Brad's pan seared sea scallops with port wine sauce
Brad's pan seared sea scallops with port wine sauce

Hey everyone, it is me, Dave, welcome to my recipe page. Today, we’re going to prepare a special dish, brad's pan seared sea scallops with port wine sauce. One of my favorites. For mine, I am going to make it a little bit tasty. This is gonna smell and look delicious.

These Pan Seared Scallops With White Wine Sauce were incredible. I had been thinking about making this Scallops recipe for a while, and was finally able to. These seared scallops with wine sauce are rich, delicious, and fast.

Brad's pan seared sea scallops with port wine sauce is one of the most well liked of current trending meals on earth. It’s enjoyed by millions every day. It’s easy, it’s fast, it tastes delicious. Brad's pan seared sea scallops with port wine sauce is something which I have loved my entire life. They are fine and they look wonderful.

To get started with this recipe, we must first prepare a few ingredients. You can have brad's pan seared sea scallops with port wine sauce using 12 ingredients and 9 steps. Here is how you cook that.

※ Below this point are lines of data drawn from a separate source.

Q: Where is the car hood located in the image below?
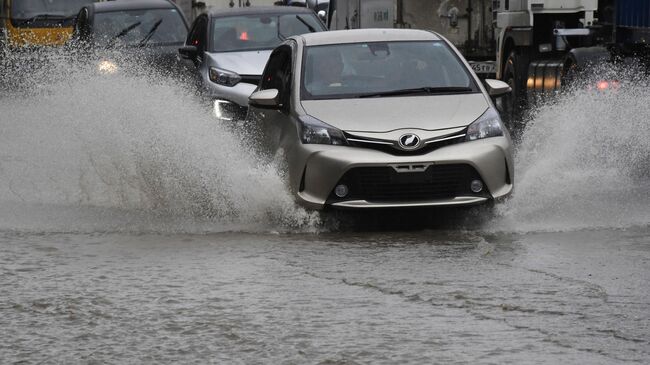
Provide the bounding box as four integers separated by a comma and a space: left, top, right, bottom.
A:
302, 93, 489, 133
207, 50, 271, 75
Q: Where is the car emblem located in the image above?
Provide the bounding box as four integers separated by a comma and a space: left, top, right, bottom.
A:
399, 133, 420, 150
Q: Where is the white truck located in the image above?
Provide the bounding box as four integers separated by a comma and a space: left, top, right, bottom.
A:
307, 0, 650, 119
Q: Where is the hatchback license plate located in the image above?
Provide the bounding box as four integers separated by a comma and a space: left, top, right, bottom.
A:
470, 62, 497, 74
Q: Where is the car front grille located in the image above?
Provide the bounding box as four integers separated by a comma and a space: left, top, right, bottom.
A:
346, 131, 465, 156
328, 164, 489, 203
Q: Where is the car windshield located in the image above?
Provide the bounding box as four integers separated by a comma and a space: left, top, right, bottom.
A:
11, 0, 93, 19
93, 9, 187, 45
302, 41, 478, 99
11, 0, 94, 27
210, 14, 324, 52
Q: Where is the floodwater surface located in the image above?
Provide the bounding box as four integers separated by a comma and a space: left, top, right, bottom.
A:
0, 50, 650, 364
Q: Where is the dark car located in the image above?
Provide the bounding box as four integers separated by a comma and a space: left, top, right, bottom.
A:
179, 6, 327, 119
72, 0, 188, 72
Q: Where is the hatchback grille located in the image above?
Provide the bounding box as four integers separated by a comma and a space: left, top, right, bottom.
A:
329, 164, 488, 203
346, 131, 465, 156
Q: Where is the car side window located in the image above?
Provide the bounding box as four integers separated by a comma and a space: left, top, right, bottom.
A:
260, 45, 291, 106
186, 16, 208, 55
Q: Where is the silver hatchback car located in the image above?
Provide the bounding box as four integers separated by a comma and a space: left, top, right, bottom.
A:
247, 29, 514, 209
179, 6, 327, 119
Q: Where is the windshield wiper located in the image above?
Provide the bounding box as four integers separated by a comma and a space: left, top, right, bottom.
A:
138, 18, 162, 47
296, 15, 316, 33
106, 21, 142, 48
358, 86, 474, 98
18, 14, 68, 25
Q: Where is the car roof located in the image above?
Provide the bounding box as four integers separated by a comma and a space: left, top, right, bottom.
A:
92, 0, 176, 13
208, 6, 315, 18
293, 28, 442, 46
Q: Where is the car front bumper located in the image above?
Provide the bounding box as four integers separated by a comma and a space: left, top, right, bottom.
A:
287, 137, 514, 209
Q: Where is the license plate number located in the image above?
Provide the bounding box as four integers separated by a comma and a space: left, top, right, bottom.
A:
470, 62, 497, 74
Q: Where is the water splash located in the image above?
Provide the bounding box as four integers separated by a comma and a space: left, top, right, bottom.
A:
497, 65, 650, 231
0, 49, 318, 232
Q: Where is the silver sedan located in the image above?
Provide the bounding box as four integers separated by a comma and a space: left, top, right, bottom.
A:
247, 29, 514, 209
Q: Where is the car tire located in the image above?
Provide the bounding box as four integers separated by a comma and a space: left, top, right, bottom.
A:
501, 51, 530, 130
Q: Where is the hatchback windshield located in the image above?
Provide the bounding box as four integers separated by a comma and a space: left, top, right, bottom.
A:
11, 0, 93, 26
302, 41, 478, 99
211, 14, 324, 52
93, 9, 187, 45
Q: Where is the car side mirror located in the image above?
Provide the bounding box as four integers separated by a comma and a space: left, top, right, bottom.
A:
178, 46, 199, 60
248, 89, 280, 109
485, 79, 512, 97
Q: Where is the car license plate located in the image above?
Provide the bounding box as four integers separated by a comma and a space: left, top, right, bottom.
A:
469, 61, 497, 74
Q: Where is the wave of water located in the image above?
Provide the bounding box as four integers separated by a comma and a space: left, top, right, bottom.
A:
496, 70, 650, 231
0, 49, 318, 232
0, 49, 650, 232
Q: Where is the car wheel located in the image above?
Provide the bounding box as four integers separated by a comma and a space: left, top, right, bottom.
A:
501, 51, 530, 130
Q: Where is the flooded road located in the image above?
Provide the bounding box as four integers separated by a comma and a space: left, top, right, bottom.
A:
0, 51, 650, 364
0, 228, 650, 364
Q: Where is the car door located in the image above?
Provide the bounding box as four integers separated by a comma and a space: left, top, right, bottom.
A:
248, 43, 296, 154
185, 14, 208, 70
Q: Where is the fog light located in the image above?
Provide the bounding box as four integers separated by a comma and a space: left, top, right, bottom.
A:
469, 180, 483, 193
334, 184, 350, 198
214, 99, 232, 121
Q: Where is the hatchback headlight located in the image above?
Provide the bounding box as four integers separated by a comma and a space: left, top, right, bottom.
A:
209, 67, 241, 86
465, 108, 504, 141
300, 116, 348, 145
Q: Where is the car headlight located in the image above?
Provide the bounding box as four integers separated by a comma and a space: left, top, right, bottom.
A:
465, 108, 504, 141
300, 116, 348, 145
209, 67, 241, 86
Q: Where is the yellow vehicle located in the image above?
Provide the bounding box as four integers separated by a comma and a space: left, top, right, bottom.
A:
0, 0, 94, 47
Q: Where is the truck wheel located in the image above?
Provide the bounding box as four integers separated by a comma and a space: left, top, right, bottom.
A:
501, 51, 530, 129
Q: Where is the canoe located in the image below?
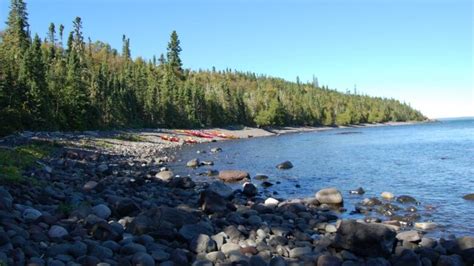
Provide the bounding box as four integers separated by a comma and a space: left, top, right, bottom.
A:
184, 130, 214, 139
206, 131, 239, 139
160, 135, 179, 142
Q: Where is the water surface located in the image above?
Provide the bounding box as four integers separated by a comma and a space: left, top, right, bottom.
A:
170, 119, 474, 236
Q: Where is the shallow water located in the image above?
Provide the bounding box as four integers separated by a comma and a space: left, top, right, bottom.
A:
172, 119, 474, 236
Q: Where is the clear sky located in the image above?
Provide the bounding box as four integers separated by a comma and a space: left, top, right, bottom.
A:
0, 0, 474, 118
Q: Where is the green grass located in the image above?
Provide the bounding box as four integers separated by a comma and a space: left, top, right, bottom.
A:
114, 134, 146, 142
0, 142, 58, 183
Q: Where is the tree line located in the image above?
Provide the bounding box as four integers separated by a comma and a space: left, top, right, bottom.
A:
0, 0, 426, 135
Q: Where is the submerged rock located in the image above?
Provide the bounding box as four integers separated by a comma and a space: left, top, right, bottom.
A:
334, 220, 396, 257
462, 193, 474, 200
243, 182, 258, 197
219, 170, 250, 182
349, 187, 365, 195
380, 191, 395, 200
397, 195, 418, 203
316, 188, 343, 204
276, 161, 293, 169
186, 159, 201, 168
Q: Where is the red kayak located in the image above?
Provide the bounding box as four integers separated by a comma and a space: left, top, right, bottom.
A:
184, 130, 214, 139
160, 135, 179, 142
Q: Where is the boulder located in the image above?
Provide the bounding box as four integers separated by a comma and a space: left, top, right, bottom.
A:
219, 170, 250, 182
334, 220, 396, 257
243, 182, 258, 197
317, 255, 342, 266
127, 206, 198, 235
264, 198, 280, 207
0, 187, 13, 211
380, 191, 395, 200
316, 188, 343, 205
199, 190, 228, 214
155, 171, 174, 182
92, 204, 112, 220
415, 222, 437, 230
276, 161, 293, 170
396, 230, 421, 242
207, 181, 234, 198
462, 193, 474, 200
22, 208, 42, 222
186, 159, 201, 168
179, 224, 212, 241
48, 225, 69, 238
349, 187, 365, 195
397, 195, 418, 204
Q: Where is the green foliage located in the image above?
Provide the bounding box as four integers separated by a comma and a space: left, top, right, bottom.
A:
0, 143, 57, 183
114, 134, 146, 142
0, 0, 425, 135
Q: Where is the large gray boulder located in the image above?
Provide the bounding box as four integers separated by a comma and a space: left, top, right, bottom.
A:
315, 187, 343, 204
219, 170, 250, 182
333, 220, 397, 258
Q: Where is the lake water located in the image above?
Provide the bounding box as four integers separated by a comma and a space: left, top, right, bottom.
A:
173, 119, 474, 236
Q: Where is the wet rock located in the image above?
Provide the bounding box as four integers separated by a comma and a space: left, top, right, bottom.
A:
396, 230, 421, 242
317, 255, 342, 266
269, 256, 288, 266
219, 170, 250, 182
415, 222, 437, 230
113, 198, 140, 217
436, 255, 465, 266
190, 234, 212, 254
206, 251, 226, 263
456, 236, 474, 250
155, 171, 174, 182
82, 181, 99, 192
397, 195, 418, 204
211, 147, 222, 153
48, 225, 69, 238
132, 252, 155, 266
0, 187, 13, 211
334, 220, 396, 257
120, 243, 146, 255
316, 188, 343, 204
260, 181, 273, 188
462, 193, 474, 200
221, 243, 240, 255
392, 249, 422, 266
169, 176, 196, 189
207, 181, 234, 198
91, 221, 121, 241
264, 198, 280, 207
243, 182, 258, 197
349, 187, 365, 195
179, 224, 212, 241
276, 161, 293, 169
91, 204, 112, 220
186, 159, 201, 168
22, 208, 42, 222
289, 247, 312, 258
253, 175, 268, 181
380, 191, 395, 200
199, 190, 228, 214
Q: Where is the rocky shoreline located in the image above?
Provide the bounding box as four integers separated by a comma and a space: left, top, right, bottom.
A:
0, 128, 474, 266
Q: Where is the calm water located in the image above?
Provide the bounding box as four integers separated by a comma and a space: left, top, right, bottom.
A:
174, 119, 474, 236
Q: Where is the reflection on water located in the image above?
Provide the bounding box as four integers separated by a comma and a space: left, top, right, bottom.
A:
173, 119, 474, 235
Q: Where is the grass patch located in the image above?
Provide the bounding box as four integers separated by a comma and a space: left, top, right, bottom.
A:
114, 134, 146, 142
0, 142, 58, 183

The ingredients needed to make Brad's pan seared sea scallops with port wine sauce:
  1. Take 1 1/4 lbs sea scallops
  2. Prepare Black pepper, sea salt, and smoked paprika
  3. Get 2 tbs olive oil
  4. Prepare For the sauce
  5. Get 2 cups port wine
  6. Make ready 1 medium shallot, minced
  7. Prepare 2 tbs butter
  8. Prepare 1 tbs mirin
  9. Prepare 2 tbs brown sugar
  10. Take 1/2 tsp minced garlic
  11. Make ready 1 tbs red wine vinegar
  12. Prepare Half Pinch of sea salt

Bring to a boil and Add butter, parsley and season with pepper. The main fear, I think, is overcooking. But you have to give it a try, just do it. You will be surprised that it is so easy.

Instructions to make Brad's pan seared sea scallops with port wine sauce:
  1. Start with the sauce. Melt butter in a sauce pot. Add shallots. Cook on medium low stirring often until shallots start to brown. Add garlic. Cook a couple more minutes.
  2. Meanwhile lay scallops out on paper towels. Pat dry. Sprinkle with salt, pepper, and paprika.
  3. Add port wine to the shallots. Bring to a simmer. Let reduce a little.
  4. After the alcohol cooks out of the wine, add rest of sauce ingredients. Simmer until sauce reduces to under a cup of liquid. Stir often.
  5. When scallops are air dried, lay seasoning side down on a plate. Sprinkle again.
  6. Heat oil in a good fry pan until very hot. Almost smoking. Carefully with tongs, lay scallops in pan. This is why it is important for them to be dry.
  7. Let brown, flip over and brown other side. You want them to come out medium rare.
  8. While shallots are cooking, mix a slurry of corn starch and cold water. Add to reduced sauce slowly, stirring constantly, until you reach your desired consistency. I let it thicken until it barely dripped off of a spoon.
  9. Plate scallops immediately after done. Pour desired amount of sauce over. Garnish with lemon slices and a sprig of dill. Enjoy.

You don't have to top them with a reduction or anything else. I've included the instructions for what I did recently. You can use any reduction, sauce. Pan Seared Scallops with Wasabi Ginger Sauce. · Easy and quick perfectly seared Portuguese Scallop Recipe with lemon, garlic and port wine reduction sauce recipe served with cooked rice. Perfect Pan Seared Scallops (with a simple pan sauce).